EXCURSION AL PARQUE NACIONAL DE ANG THONG, DIA 14.

La excursión más esperada de nuestro viaje
Para nuestro penúltimo día en Tailandia teníamos planeada una de las actividades que más ilusión nos hacía: una excursión al Parque Nacional Marino de Ang Thong, un conjunto de 42 islas tropicales que se extienden frente a la costa de Koh Samui.
Reservamos la actividad a través de la aplicación Get Your Guide para el 3 de septiembre, y nos costó 3564 baths los tres, que vienen a ser unos 34 euros por persona, aproximadamente.
A las 7:30 de la mañana nos recogieron en nuestro hotel para llevarnos al muelle de Nathon, en la costa oeste de la isla, donde embarcaríamos rumbo a esta joya natural del Golfo de Tailandia.
Rumbo al paraíso
Antes de subir al barco nos ofrecieron pastillas para el mareo —que aceptamos encantados—, y durante el trayecto, de unas hora y media, pudimos disfrutar de té, café y algo de desayuno ligero.
El barco era bastante grande, lo que ayudó a que el viaje fuera muy tranquilo. Además, el mar estaba en calma y el día salió espectacular, con ese cielo azul que parece pintado.
Mientras avanzábamos, el paisaje se iba llenando de pequeñas islas cubiertas de vegetación, acantilados que se alzaban sobre el agua turquesa y formaciones rocosas que parecían sacadas de una película.
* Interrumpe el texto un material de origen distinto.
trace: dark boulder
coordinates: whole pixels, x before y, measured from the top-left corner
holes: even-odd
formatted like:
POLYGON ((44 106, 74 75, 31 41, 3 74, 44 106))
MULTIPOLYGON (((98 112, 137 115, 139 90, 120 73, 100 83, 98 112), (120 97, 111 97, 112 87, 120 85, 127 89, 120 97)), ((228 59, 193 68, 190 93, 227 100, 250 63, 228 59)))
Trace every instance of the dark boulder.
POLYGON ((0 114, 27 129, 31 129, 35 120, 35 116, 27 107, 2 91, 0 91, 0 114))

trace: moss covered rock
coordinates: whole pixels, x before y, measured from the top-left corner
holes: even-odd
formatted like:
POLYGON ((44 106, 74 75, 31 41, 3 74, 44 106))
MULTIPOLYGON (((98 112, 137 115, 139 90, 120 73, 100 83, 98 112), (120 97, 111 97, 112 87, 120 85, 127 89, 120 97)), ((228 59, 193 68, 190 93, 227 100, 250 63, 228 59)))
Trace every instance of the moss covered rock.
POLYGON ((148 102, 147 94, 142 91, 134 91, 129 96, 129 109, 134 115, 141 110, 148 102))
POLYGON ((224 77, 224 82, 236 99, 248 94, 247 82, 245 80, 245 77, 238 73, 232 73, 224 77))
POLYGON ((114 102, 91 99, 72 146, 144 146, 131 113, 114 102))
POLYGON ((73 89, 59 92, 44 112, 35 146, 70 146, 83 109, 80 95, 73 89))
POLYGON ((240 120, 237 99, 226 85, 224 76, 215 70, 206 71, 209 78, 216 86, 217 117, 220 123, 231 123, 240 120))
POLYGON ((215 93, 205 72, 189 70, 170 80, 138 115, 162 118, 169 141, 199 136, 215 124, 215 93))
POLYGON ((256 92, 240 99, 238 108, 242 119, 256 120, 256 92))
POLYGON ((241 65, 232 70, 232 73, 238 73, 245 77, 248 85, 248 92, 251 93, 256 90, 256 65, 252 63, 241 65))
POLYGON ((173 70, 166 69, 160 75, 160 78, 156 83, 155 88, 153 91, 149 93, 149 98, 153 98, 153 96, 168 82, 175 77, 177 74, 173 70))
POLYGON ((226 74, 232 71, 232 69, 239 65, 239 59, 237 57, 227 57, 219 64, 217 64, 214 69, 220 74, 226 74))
La isla de Wua Ta Lap y el mirador más famoso
Nuestra primera parada fue Wua Ta Lap, la isla más conocida del parque y donde se encuentran las vistas más emblemáticas de Ang Thong.
Aquí nos dieron unas dos horas libres para explorar, descansar en la playa o subir al mirador.
Nosotros, por supuesto, elegimos la segunda opción: queríamos ver con nuestros propios ojos ese paisaje de postal que tantas veces habíamos visto en fotos.
La subida no fue precisamente un paseo. El mirador más alto está a 500 metros sobre el nivel del mar, y el camino es corto pero muy empinado, con raíces, rocas y cuerdas que sirven de apoyo. Hay cinco puntos de descanso señalizados, pero con el calor y la humedad se hace realmente duro.
Samuel y Emi subieron sin problema, pero yo (la mamá) lo pasé regular. Aun así, con paciencia y varias paradas, conseguimos llegar hasta la cima.
Cuando llegamos, nos encontramos una escena de lo más curiosa: Samuel, que había llegado el primero, se había convertido en el fotógrafo oficial del mirador.
Como había bastantes turistas españoles, empezaron a pedirle que les hiciera fotos con las vistas, y él, encantado, se pasó un buen rato haciendo retratos a todo el mundo.
Nos hizo mucha gracia verlo tan integrado allí arriba, cámara en mano, mientras nosotros aún tratábamos de recuperar el aliento.
Y el esfuerzo, sin duda, valió la pena. Desde la cima se contempla una vista panorámica impresionante de las 42 islas que forman el parque. Un mar esmeralda salpicado de montañas verdes, rodeado de pequeñas playas blancas. Uno de esos paisajes que te dejan sin palabras.
Eso sí, la bajada fue igual o más complicada… sobre todo porque llevaba sandalias, y con el calor se me resbalaban los pies. Consejo importante: llevad zapatillas deportivas cómodas, porque el terreno lo pide.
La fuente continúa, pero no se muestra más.